Saturday, April 13, 2013

Shameless Saturday Camp Explosion: Hula-balloo


"We are better able to enjoy a fantasy as fantasy when it is not our own."
- Susan Sontag, "Notes on Camp"

In this case, the fantasy appears to be Robert Young's, a few decades before his immortalization as Dr. Marcus Welby.  That it features perhaps the least Polynesian person ever to live, Miss Eleanor Powell, is one of the elements that elevates this particular number to the Camp pantheon.  That and her costume, which bears about as much resemblance to a grass skirt as it does to a lamé piano shawl.
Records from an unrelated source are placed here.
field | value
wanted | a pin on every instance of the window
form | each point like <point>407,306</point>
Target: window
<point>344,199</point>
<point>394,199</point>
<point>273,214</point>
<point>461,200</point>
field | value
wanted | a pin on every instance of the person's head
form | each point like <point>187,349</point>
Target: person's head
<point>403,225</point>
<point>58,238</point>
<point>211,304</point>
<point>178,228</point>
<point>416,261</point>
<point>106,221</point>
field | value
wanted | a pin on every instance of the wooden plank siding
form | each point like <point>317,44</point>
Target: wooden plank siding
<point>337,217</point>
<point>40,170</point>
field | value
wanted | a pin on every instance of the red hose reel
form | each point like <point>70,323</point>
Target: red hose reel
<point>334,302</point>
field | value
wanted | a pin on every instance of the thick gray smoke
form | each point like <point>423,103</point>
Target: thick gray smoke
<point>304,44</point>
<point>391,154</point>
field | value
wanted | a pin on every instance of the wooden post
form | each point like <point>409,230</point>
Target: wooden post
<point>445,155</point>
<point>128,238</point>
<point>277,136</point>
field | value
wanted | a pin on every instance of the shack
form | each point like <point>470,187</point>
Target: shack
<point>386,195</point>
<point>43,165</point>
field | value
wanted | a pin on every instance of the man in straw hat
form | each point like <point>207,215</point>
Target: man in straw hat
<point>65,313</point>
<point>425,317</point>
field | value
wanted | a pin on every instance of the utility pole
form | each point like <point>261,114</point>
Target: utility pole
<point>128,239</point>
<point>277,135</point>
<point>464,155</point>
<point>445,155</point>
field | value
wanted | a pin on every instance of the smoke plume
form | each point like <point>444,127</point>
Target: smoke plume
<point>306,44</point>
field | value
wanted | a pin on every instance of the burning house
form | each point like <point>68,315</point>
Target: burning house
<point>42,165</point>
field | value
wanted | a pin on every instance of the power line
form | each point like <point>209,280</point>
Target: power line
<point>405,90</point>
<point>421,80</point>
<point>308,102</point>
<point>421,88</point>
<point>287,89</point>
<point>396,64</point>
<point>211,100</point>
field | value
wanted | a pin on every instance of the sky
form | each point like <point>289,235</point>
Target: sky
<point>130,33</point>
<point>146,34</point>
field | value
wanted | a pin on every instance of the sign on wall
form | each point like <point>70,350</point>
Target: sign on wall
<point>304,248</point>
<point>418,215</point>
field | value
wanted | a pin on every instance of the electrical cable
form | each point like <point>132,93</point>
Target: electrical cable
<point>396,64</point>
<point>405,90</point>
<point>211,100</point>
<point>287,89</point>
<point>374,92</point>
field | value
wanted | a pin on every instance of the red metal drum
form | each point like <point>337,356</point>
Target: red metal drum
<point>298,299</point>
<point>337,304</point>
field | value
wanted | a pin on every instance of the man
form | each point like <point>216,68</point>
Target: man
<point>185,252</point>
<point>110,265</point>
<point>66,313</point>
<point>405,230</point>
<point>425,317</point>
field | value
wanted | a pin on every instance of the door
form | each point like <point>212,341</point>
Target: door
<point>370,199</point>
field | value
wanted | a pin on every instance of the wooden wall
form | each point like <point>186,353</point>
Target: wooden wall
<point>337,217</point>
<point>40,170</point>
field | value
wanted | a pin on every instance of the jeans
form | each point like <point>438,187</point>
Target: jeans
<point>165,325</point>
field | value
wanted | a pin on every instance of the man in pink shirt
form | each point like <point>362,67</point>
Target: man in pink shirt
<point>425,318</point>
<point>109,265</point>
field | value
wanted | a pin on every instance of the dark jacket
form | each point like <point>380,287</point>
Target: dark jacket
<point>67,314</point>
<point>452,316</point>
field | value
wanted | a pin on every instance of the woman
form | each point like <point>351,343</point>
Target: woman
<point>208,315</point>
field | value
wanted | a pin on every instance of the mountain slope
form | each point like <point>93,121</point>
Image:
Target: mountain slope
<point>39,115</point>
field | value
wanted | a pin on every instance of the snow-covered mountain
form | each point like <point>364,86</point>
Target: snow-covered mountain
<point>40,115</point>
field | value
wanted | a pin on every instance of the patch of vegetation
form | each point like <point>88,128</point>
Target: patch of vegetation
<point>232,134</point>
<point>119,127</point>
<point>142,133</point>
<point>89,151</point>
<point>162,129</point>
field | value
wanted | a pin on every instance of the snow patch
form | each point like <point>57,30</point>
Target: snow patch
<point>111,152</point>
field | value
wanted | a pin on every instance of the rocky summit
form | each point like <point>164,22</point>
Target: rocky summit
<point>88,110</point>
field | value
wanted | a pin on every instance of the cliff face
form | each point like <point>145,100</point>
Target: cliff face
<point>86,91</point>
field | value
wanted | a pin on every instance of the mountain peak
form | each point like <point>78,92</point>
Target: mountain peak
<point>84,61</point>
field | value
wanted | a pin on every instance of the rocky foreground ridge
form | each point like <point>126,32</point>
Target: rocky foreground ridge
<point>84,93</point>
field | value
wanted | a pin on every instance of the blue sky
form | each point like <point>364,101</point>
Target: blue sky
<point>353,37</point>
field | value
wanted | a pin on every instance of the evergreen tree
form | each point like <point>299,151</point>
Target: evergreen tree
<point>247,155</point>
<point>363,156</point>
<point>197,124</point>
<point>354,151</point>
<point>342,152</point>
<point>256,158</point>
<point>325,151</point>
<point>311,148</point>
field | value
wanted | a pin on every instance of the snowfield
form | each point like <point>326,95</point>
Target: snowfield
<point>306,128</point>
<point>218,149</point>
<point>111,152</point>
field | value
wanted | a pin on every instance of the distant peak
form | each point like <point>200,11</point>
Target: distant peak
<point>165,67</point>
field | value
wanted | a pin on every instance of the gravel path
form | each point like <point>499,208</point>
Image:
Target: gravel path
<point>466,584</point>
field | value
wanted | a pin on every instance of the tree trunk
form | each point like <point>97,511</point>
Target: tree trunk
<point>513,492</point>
This clip, from Honolulu (which also featured Burns and Allen for comic relief), is neither the most riotous nor the most ridiculous SSCE one could imagine, but it's nonetheless a genuine insight into Hollywood's ideas of the "exotic," circa 1939.  Powell's home studio, MGM, was less a center for these kinds of tropical fantasies than, say, Fox (with its South-of-the-Border spectacles anchored by Carmen Miranda and her Banda da Lua).  Nonetheless, Metro applied its usual level of polish to this little gem, for at this time Powell was one of its prestige stars.  I've always found her oddly weightless somehow, a star without consequence.  She gamely did her job, but had she never existed, I don't think she'd be much missed.  Still, here, in her rigorously affixed lei and equally fixed smile, she's pretty swell.  Who else could carry off a tap hula?

2 comments:

  1. I miss Eleanor Powell!

    She provided one of my "most extravagantly camp moments in cinema history", after all...

    Jx

    ReplyDelete
  2. Wow. It may not be Marlene in Hot Voodoo, but it's close. I especially love Miss Powell's Polynesian Salute being staged in the Fiesta Room.